In the village, the population was spread out, with 28.6% under the age of 18, 5.7% from 18 to 24, 27.1% from 25 to 44, 19.8% from 45 to 64, and 18.7% who were 65 years of age or older. The median age was 37 years. For every 100 females, there were 83.2 males. For every 100 females age 18 and over, there were 78.1 males.
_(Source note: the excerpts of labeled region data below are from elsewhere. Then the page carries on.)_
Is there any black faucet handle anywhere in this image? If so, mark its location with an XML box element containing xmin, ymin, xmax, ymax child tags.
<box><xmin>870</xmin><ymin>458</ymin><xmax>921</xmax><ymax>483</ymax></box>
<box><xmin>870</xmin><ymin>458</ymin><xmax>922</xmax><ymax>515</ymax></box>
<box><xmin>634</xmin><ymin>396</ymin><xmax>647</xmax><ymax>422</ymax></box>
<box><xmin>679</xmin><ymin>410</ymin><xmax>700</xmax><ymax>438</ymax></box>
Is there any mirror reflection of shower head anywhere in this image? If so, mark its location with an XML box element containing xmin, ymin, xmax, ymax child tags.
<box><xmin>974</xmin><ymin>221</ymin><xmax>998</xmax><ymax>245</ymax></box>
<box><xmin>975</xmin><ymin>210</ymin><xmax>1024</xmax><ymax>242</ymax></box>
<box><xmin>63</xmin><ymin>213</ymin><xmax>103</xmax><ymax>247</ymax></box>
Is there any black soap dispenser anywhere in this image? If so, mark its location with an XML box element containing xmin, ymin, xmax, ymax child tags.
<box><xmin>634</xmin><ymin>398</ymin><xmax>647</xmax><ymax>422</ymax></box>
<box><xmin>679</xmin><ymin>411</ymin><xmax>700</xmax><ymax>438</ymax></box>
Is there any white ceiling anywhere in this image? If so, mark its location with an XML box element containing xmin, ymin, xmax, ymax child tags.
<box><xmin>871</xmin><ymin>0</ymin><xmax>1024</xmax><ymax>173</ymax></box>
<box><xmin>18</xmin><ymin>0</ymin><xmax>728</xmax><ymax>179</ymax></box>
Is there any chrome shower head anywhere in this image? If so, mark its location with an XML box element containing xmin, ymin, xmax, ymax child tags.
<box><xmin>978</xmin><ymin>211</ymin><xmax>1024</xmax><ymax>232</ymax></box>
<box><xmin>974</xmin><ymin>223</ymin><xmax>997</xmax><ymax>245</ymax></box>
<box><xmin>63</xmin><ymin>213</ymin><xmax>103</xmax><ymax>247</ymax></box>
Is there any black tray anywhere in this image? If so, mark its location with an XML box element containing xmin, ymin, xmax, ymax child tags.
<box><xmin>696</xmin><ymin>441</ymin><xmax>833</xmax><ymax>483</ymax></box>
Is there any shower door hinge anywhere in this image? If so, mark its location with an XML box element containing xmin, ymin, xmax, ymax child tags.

The median income for a household in the village was $18,750, and the median income for a family was $26,750. Males had a median income of $23,393 versus $22,250 for females. The per capita income for the village was $13,033. About 7.0% of families and 14.2% of the population were below the poverty line, including 13.6% of those under the age of eighteen and 20.0% of those 65 or over.

Historical population
| Census | Pop. | Note | %± |
| 1910 | 514 |  | — |
| 1920 | 493 |  | −4.1% |
| 1930 | 461 |  | −6.5% |
| 1940 | 491 |  | 6.5% |
| 1950 | 487 |  | −0.8% |
| 1960 | 406 |  | −16.6% |
| 1970 | 387 |  | −4.7% |
| 1980 | 419 |  | 8.3% |
| 1990 | 278 |  | −33.7% |
| 2000 | 262 |  | −5.8% |
| 2010 | 249 |  | −5.0% |
| 2020 | 237 |  | −4.8% |
| 2025 (est.) | 232 | Decrease | −2.1% |
U.S. Decennial Census

==Government and infrastructure==
The United States Postal Service operates the Athens Post Office.

==Education==
Claiborne Parish School Board is the school district for all of the parish. Students go to schools in Homer, including Homer High School. Prior to 2012, students were zoned to the Pre-K-12 Athens High School. The school had 162 students in February 2012. It closed in summer 2012, with students moved to Homer schools.

The Mt. Olive Christian School, pre-kindergarten through twelfth grade, operates in the former Athens High School building, constructed in 1930, with the last graduating class there in 1969.

==Notable people==
- Dorothy Brown (born 1953), politician
- Jessie Johnson Couch, wife of Harvey Couch, was an Athens native.